From The American Spectator:
Dec 17, 2010 (13 hours ago)Another Judge Seems Poised To Declare ObamaCare Mandate Unconstitutionalfrom The American Spectator and AmSpecBlog by Philip KleinThis has been a busy week when it comes to legal challenges to the national health care law. On Monday, U.S. District Court Judge Henry Hudson ruled that the law's requirement to purchase health insurance was unconstitional in a suit brought by Virgina.
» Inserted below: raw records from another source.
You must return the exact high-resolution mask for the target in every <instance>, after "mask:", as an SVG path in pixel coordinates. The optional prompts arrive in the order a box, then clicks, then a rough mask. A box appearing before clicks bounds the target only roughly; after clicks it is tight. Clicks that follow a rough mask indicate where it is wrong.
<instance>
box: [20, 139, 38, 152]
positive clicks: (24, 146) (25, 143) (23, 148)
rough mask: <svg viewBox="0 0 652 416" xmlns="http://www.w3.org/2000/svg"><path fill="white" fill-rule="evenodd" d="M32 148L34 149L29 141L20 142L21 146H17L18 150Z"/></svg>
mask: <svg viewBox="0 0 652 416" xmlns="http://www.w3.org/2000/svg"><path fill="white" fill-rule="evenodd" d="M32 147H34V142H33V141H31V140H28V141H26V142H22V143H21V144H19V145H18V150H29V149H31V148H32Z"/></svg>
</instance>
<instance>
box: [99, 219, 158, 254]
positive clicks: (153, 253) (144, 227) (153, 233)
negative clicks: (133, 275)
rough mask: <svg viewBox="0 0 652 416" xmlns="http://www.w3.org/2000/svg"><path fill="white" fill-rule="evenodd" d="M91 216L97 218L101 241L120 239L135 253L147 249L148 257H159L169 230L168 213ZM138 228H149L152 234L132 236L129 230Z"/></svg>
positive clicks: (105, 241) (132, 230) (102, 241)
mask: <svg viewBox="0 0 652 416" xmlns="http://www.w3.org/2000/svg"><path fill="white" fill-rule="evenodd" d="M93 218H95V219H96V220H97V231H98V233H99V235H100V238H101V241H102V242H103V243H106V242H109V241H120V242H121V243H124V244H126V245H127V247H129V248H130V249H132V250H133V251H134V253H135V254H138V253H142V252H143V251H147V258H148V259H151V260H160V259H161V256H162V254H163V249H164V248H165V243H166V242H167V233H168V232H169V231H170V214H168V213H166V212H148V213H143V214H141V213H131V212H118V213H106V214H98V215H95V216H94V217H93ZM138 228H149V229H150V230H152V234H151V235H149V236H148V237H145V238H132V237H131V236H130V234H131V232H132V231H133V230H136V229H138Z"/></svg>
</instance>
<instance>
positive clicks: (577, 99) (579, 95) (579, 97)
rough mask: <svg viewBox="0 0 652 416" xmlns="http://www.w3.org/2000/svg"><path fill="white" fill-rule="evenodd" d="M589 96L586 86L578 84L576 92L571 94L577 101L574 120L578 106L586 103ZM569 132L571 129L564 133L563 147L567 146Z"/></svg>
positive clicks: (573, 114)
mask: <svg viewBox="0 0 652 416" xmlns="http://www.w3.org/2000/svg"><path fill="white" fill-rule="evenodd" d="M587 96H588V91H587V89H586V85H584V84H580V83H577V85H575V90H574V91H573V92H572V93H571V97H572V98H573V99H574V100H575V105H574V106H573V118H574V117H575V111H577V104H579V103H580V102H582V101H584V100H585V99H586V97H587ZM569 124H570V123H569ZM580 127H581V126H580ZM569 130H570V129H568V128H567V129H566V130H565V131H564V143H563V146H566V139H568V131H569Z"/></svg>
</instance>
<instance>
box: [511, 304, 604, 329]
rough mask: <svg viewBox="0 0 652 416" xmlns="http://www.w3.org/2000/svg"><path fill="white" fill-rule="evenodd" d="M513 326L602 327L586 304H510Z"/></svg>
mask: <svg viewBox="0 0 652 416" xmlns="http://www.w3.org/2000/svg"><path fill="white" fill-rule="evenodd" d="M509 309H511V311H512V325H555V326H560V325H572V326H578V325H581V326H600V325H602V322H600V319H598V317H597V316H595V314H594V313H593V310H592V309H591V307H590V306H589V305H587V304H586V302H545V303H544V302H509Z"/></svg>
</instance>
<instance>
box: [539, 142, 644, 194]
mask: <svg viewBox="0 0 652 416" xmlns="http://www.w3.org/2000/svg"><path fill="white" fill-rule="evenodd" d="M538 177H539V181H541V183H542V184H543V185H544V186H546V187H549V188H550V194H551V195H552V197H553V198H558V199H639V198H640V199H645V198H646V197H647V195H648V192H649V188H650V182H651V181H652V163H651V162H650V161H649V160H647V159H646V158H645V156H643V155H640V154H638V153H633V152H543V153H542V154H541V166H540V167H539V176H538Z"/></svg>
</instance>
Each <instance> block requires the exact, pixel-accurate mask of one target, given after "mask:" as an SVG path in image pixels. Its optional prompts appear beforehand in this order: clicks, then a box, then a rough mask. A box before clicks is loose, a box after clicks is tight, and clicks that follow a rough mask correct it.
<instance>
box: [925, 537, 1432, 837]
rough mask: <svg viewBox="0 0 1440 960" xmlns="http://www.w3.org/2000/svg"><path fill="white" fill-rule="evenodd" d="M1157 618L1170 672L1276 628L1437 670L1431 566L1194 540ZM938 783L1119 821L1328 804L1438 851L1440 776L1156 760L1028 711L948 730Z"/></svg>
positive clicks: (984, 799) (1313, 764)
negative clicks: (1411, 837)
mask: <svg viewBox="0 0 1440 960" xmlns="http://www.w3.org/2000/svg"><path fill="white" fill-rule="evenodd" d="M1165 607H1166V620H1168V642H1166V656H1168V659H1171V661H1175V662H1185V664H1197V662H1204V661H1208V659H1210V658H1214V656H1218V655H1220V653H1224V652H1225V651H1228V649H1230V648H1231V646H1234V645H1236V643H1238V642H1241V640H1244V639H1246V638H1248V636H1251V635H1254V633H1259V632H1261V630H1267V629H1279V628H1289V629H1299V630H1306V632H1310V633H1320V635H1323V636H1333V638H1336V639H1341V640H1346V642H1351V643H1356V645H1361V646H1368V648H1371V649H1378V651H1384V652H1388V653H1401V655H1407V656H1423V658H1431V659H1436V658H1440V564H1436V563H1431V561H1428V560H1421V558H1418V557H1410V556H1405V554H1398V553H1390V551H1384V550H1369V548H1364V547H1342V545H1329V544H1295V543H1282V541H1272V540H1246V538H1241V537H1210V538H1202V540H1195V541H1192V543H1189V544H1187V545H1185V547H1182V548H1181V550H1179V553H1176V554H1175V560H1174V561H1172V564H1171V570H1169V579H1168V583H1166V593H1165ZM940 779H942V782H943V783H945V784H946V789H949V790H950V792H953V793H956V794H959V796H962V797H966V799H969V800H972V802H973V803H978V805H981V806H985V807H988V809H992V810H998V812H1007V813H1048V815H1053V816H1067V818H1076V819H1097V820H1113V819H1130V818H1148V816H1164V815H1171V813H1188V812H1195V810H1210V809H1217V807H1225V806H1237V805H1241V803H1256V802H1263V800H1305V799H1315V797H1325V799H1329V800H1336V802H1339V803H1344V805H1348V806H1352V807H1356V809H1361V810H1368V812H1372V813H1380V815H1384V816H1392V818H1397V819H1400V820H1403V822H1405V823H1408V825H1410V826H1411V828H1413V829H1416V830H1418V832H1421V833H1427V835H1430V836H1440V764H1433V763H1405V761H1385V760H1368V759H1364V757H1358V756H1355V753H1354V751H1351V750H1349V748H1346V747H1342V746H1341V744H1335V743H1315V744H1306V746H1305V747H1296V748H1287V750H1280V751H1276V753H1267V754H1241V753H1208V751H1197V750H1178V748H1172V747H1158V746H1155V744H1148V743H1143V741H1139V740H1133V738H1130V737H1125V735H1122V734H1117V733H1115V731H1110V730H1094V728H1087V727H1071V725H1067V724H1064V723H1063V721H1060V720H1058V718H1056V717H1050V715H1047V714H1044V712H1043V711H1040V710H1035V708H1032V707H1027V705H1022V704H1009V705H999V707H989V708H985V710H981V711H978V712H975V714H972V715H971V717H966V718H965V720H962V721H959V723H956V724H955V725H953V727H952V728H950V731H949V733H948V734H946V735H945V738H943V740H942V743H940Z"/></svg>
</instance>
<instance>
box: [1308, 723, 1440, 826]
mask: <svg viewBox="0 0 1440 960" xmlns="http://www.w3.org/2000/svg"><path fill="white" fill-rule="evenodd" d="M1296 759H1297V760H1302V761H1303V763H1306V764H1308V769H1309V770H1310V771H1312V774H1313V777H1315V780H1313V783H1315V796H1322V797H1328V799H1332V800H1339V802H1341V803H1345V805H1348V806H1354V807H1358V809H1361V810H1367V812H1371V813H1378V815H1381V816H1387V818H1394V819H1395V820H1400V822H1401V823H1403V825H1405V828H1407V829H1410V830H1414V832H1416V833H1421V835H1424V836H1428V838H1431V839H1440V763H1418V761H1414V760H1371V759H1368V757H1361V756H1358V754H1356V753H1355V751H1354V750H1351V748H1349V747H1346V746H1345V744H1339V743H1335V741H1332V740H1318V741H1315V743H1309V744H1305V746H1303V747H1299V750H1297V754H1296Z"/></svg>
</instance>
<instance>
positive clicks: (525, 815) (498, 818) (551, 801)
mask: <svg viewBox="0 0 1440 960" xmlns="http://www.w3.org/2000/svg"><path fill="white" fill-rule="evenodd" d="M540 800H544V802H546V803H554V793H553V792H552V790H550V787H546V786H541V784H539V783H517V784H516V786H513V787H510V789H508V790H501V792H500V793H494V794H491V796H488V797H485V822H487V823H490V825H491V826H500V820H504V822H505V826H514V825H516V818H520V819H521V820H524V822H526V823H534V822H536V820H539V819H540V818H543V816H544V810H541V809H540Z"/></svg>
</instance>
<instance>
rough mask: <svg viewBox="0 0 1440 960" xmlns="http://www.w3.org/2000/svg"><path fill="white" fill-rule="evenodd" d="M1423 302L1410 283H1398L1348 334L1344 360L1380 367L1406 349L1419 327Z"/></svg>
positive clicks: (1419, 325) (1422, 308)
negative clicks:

And on Thursday, another district court judge, Roger Vinson, heard oral arguments in a separate case against the individual mandate launched by Florida and 19 other states.
While a judge's posture in oral arguments isn't an ironclad indication of how he intends to vote, several news accounts of the hearing suggested Vinson -- a Ronald Reagan appointee -- was extremely skeptical of the Obama administration's argument that the Commerce Clause gave the federal government the authority to regulate inactivity.
"It would be a giant leap for the Supreme Court to say that a decision to buy or not to buy is tantamount to activity," Vinson said, according to the Wall Street Journal. The judge noted that when he was in law school he was uninsured when his first son was born and paid out of pocket.
Vinson called the mandate a "giant expansion" of federal regulatory power, the New York Times reported, saying, "People have always exercised the freedom to choose whether to buy or not buy a commercial product."
There was even some suggestion that Vinson could go a step further in his ruling than the decision earlier this week. Hudson rejected Virginia's call to strike down the entire health care law if the mandate is deemed unconstitutional, but according to both accounts, Vinson seemed more sympathetic to striking down the whole law, arguing that its elements were interconnected, like a clock that stops working if one part isn't functioning properly. “It’s also been compared to a Rube Goldberg invention,” the Times quoted him as saying.
For opponents of ObamaCare, clearly the more rulings against the mandate -- and the more chances to win at the appellate level -- the better.